Input X: D by N matrix consisting of N data items in D dimensions.
Output Y: d by N matrix consisting of d < D dimensional embedding
coordinates for the input points.
for i=1:N compute the distance from Xi to every other point Xj find the K smallest distances assign the corresponding points to be neighbours of Xi end
for i=1:N create matrix Z consisting of all neighbours of Xi [d] subtract Xi from every column of Z compute the local covariance C=Z'*Z [e] solve linear system C*w = 1 for w [f] set Wij=0 if j is not a neighbor of i set the remaining elements in the ith row of W equal to w/sum(w); end
create sparse matrix M = (I-W)'*(I-W) find bottom d+1 eigenvectors of M (corresponding to the d+1 smallest eigenvalues) set the qth ROW of Y to be the q+1 smallest eigenvector (discard the bottom eigenvector [1,1,1,1...] with eigenvalue zero)
[a] Notation
Xi and Yi denote the ith column of X and Y
(in other words the data and embedding coordinates of the ith point)
M' denotes the transpose of matrix M
* denotes matrix multiplication
(e.g.

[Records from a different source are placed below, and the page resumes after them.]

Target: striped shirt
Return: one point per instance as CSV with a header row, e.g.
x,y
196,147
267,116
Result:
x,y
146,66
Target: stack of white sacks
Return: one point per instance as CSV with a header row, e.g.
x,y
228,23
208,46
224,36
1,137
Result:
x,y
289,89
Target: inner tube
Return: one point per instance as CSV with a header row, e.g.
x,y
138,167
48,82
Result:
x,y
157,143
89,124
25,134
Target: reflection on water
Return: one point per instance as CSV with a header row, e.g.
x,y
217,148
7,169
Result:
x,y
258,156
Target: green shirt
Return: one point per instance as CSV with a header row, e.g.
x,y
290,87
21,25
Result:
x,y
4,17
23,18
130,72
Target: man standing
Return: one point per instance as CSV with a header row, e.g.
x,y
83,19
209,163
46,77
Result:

M'*M is the matrix product of M left multiplied by its transpose)
I is the identity matrix
1 is a column vector of all ones
[b] This can be done in a variety of ways, for example above we compute
the K nearest neighbours using Euclidean distance.
Other methods such as epsilon-ball include all points within a
certain radius or more sophisticated domain specific and/or
adaptive local distance metrics.
[c] Even for simple neighbourhood rules like K-NN or epsilon-ball
using Euclidean distance, there are highly efficient techniques
for computing the neighbours of every point, such as KD trees.
[d] Z consists of all columns of X corresponding to
the neighbours of Xi but not Xi itself
[e] If K>D, the local covariance will not be full rank, and it should be
regularized by seting C=C+eps*I where I is the identity matrix and
eps is a small constant of order 1e-3*trace(C).
This ensures that the system to be solved in step 2 has a unique solution.
[f] 1 denotes a column vector of all ones